Diffusion Models Beat GANs on Image Synthesis

About the paper
Understanding Conditional Diffusion Process
Classifier Guidance
How to implement
References

About the paper

Published at NeurIPS 2021
Affiliations: OpenAI
One of the very first works on diffusion model. Showing that diffusion model can be used for image synthesis and outperform GANs on FID score. One important contribution of the paper is proposing conditional diffusion process by using gradient from an auxiliary classifier, which is used to sample images from a specific class
Link to the paper: https://arxiv.org/pdf/2105.05233.pdf
Link to the code: https://github.com/openai/guided-diffusion

Understanding Conditional Diffusion Process

In this section, we will go through the Conditional Diffusion Process introduced in Appendix H of the paper.

We start by defining a conditional Markovian noising process \(\hat{q}\) similar to \(q\), and assume that \(\hat{q}(y \mid x_0)\) is a known and readily available label distribution for each sample.

\(\hat{q}(x_0) = q(x_0)\): the initial distribution of the process is the same as the unconditional process.
\(\hat{q}(y \mid x_0)\) is the label distribution for each sample \(x_0\) which is known and readily available.
\(\hat{q}(x_{t+1} \mid x_t, y) = q(x_{t+1} \mid x_t)\): This is the key point that will later enable us to derive the conditional diffusion process. This explains that the transition distribution is the same as the unconditional process, i.e., the noise adding in the forward diffusiion process is independent to label \(y\). However, this might not neccessary be the case. If using SDE (Stochastic Differential Equation) to model the diffusion process, then the forward diffusion process can be conditioned on \(y\). This can be a future work to explore.
\[\hat{q}(x_{1:T} \mid x_0, y) = \prod_{t=1}^T \hat{q}(x_t \mid x_{t-1}, y)\]

From the above definition, we can derive the following properties:

\(\hat{q}(x_{t+1} \mid x_t, y) = \hat{q}(x_{t+1} \mid x_t) = q(x_{t+1} \mid x_t)\) the forward process conditioned on \(y\) is the same as the unconditional forward process.
\(\hat{q}(y \mid x_t, x_{t+1}) = \hat{q}(y \mid x_t)\): the label distribution is independent of the next sample \(x_{t+1}\).
\(\hat{q}(y \mid x_t, x_{t+1}) \neq \hat{q}(y \mid x_{t+1})\): Need confirmation on this. But if this is true, then it means that \(\hat{q}(y \mid x_t) \neq \hat{q}(y \mid x_{t+1})\) or the label distribution has changed after adding noise at each step. Then we cannot use the same classifier to approximate the label distribution at each step. However, in the paper, the authors still use the same classifier!!!. One possible idea is that we can consider a classifier that is conditioned to time step \(t\).

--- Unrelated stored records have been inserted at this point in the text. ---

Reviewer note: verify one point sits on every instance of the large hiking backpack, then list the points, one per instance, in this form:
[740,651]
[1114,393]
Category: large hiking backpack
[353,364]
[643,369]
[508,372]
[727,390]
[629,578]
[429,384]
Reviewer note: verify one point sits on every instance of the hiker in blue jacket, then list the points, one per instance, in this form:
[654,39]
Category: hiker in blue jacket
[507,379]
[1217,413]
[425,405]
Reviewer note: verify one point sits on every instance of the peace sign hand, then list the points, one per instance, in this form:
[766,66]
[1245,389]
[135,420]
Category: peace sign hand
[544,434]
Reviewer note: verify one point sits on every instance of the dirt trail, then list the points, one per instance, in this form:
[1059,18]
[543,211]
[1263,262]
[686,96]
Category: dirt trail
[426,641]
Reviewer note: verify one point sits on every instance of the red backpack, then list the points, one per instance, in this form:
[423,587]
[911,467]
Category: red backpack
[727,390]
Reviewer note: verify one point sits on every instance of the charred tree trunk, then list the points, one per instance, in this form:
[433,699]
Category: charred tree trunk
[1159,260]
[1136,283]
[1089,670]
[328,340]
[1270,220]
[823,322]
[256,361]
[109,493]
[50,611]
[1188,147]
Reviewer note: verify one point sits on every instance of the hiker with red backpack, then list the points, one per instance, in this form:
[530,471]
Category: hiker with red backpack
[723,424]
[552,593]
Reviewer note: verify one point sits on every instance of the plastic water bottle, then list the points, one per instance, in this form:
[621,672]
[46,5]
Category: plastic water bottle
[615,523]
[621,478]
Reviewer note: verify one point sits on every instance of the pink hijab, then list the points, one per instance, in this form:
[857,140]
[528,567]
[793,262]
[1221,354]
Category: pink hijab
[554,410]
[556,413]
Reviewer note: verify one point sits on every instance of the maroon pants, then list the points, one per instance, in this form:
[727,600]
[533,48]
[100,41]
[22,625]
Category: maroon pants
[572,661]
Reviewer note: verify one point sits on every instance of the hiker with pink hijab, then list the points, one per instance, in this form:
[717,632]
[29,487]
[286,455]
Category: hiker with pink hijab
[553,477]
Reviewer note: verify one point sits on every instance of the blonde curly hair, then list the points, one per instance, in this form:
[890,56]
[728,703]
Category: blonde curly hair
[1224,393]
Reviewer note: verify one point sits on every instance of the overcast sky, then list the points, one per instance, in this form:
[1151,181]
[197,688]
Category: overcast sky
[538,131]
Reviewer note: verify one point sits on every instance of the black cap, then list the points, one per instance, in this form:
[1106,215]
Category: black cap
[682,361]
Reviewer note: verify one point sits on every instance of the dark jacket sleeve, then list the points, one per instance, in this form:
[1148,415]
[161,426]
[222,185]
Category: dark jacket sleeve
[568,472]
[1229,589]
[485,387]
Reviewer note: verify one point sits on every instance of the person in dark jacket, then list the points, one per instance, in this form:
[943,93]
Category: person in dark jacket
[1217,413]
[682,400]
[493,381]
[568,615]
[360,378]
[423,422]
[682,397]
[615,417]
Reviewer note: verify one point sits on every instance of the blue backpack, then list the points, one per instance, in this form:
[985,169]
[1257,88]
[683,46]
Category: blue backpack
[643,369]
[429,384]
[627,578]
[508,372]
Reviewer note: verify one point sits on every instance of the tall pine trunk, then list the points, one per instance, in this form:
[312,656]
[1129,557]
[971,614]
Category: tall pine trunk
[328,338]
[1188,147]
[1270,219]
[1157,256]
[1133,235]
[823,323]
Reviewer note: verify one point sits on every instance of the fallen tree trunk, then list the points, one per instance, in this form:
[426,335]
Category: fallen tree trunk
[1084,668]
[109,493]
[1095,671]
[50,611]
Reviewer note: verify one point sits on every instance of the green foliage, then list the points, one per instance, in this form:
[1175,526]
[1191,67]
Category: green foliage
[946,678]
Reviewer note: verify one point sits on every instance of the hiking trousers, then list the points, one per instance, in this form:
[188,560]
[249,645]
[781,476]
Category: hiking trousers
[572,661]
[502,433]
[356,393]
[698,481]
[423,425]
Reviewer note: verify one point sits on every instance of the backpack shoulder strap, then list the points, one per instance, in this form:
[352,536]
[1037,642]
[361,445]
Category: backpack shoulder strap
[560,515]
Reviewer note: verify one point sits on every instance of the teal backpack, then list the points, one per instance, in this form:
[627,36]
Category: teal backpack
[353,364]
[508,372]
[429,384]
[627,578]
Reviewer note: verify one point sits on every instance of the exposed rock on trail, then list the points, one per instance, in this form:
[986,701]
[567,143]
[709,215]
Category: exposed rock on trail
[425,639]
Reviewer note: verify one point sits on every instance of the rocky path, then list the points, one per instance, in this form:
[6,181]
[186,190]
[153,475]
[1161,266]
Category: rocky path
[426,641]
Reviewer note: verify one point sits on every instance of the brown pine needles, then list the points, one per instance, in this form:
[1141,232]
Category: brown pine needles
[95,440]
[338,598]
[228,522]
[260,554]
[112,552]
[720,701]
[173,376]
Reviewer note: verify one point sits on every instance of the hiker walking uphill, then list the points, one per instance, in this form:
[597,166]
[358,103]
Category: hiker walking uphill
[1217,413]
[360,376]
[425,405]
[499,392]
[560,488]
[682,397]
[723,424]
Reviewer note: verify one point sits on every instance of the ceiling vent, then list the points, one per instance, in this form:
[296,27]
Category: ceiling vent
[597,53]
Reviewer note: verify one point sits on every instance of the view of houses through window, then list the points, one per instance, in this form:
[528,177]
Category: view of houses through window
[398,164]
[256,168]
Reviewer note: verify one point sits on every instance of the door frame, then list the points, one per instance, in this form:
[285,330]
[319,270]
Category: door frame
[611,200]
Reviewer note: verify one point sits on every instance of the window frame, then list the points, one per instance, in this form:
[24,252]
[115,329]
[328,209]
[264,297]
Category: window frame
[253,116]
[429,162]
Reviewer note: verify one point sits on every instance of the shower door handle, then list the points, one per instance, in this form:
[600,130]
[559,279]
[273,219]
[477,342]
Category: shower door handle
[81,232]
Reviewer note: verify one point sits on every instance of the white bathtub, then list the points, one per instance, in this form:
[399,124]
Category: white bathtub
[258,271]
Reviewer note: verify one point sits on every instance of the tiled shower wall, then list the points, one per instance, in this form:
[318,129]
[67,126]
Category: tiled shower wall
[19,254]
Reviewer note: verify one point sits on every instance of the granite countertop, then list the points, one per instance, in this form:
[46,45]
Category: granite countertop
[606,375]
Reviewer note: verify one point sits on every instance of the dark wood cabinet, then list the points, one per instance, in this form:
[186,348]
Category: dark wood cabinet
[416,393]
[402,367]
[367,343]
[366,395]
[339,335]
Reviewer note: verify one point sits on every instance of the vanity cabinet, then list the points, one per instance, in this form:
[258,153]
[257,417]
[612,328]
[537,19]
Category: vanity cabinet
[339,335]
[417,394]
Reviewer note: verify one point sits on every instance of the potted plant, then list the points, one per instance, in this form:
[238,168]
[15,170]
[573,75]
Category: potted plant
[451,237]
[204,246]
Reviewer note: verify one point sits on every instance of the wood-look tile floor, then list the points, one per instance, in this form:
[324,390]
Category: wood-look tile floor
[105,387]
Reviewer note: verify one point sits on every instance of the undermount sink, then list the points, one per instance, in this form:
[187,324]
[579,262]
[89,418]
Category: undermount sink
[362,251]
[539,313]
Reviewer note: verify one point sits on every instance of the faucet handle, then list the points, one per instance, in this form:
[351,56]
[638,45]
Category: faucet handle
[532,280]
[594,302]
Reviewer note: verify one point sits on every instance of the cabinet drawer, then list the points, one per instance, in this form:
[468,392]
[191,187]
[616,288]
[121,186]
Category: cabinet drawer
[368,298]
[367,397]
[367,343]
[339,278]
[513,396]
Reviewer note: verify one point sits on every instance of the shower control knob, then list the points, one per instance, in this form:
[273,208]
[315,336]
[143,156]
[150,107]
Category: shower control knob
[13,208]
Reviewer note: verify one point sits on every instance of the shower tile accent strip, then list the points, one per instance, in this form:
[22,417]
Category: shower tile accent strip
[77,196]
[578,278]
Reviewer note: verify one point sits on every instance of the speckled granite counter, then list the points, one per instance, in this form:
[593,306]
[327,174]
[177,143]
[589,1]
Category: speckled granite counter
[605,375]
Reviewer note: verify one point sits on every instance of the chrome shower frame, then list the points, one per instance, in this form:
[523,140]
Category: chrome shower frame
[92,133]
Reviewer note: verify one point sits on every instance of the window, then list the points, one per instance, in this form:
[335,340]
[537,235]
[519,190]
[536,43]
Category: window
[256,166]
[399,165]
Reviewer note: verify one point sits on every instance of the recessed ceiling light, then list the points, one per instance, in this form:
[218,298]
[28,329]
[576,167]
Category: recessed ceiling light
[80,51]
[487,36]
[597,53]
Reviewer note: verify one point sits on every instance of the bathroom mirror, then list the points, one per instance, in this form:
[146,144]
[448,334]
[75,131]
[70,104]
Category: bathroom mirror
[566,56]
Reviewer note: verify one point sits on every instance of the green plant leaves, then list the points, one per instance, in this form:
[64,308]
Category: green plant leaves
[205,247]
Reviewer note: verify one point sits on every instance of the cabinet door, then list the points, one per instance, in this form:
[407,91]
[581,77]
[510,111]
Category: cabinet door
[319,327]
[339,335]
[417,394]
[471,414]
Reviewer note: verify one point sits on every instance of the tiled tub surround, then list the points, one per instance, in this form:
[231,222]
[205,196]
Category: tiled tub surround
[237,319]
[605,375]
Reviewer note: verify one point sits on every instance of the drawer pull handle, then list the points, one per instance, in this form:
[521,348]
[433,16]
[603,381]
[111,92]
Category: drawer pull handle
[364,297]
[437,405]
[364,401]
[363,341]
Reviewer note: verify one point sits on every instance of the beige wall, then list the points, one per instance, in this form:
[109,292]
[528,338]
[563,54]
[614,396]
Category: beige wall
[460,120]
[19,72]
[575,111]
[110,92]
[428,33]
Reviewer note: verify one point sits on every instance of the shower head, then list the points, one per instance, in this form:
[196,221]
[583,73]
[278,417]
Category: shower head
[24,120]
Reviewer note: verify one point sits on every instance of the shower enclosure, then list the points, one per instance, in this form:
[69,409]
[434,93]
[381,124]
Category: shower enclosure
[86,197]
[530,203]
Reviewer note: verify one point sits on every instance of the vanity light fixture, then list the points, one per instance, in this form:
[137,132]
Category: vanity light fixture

Based on the above properties, we now can derive the conditional reverse process as follows:

\[\hat{q}(x_{t} \mid x_{t+1}, y) = \frac{\hat{q}(x_{t} \mid x_{t+1}) \hat{q}(y \mid x_{t}, x_{t+1})}{\hat{q}(y \mid x_{t+1})}\] \[\hat{q}(x_{t} \mid x_{t+1}, y) = \frac{q(x_{t} \mid x_{t+1}) \hat{q}(y \mid x_{t})}{\hat{q}(y \mid x_{t+1})}\]

The term \(\hat{q}(y \mid x_{t+1})\) is considered as constant w.r.t. \(x_t\). So \(x_t\) can be sampled from the above distribution, where \(\hat{q}(y \mid x_{t})\) is approximated by an auxiliary classifier, which is trained to predict the label \(y\) from the sample \(x_t\). And \(q(x_{t} \mid x_{t+1})\) is the reverse process of the unconditional diffusion process which has been trained.

Classifier Guidance

After understanding the conditional diffusion process, we now go through the classifier guidance to see how to use the classifier to guide the sampling process. In the paper, the authors proposed two sampling approaches:

Conditional Reverse Noising Process: which factorizes the conditional transition \(p_{\theta, \phi}(x_t \mid x_{t+1}, y) = Z p_\theta(x_t \mid x_{t+1} p_\phi (y \mid x_t))\). This can be approximated by a Gaussian similar to the unconditional reverse process, but with its mean shifted by \(\Sigma g\), where \(g\) is the gradient of the classifier w.r.t. the input.
Conditional Sampling for DDIM: which can be applied for deterministic sampling methods like DDIM. This can be done by using the conditioning trick adapted from Song et al. (2021).

Two sampling methods

How to implement

Link to the original implementation: https://github.com/openai/guided-diffusion

Minimal code to implement the classifier guidance diffusion as follows, which is based on the code from file classifier_sample.py

def main():
    # create unet and scheduler of the diffusion model
    model, diffusion = create_model_and_diffusion()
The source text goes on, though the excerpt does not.